“Landscape photography is the supreme test of the photographer - and often the supreme disappointment."
Ansel Adams .
Međugorje or Medjugorje, is a town located in the Herzegovina region of western Bosnia and Herzegovina, around 25 km southwest of Mostar and close to the border of Croatia. The name Međugorje literally means "between mountains". At an altitude of 200 m above sea level it has a mild Mediterranean climate. The town consists of an ethnically homogeneous Croat population of over 4,000.
The town is part of the municipality of Čitluk. Since 1981, it has become a popular site of religious pilgrimage due to reports of apparitions of the Virgin Mary to six local Catholics. What they believe they saw was a manifestation of the Holy Virgin ("Our Lady of Medjugorje" or "Our Lady Queen of Peace").
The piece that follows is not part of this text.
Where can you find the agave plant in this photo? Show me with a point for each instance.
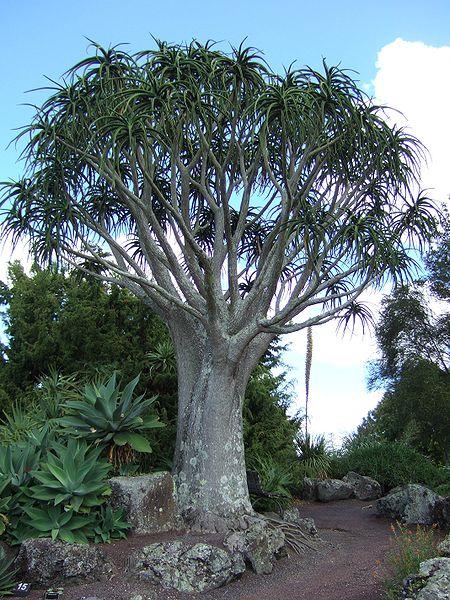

As a result, this formerly poor wine-making backwater has been utterly transformed into a bustling Catholic pilgrimage centre and continues to grow even though Rome has not officially acknowledged the visions' legitimacy.
Today Međugorje has a blend of honest faith and cash-in tackiness that is reminiscent of Lourdes (France) or Fatima (Portugal) but there's little of beauty here and nonpilgrims generally find a one-hour visit ample to get the idea. Međugorje has turned into Europe's third most important apparition site, where each year more than 1 million people visit.
The town's focus is double-towered 1969 St James' Church. In a garden 200m behind that, the mesmerising Resurrected Saviour is a masterpiece of contemporary sculpture showing a 5m-tall metallic Christ standing crucified yet cross-less, his manhood wrapped in scripture. At times the statue's right knee 'miraculously' weeps a colourless liquid.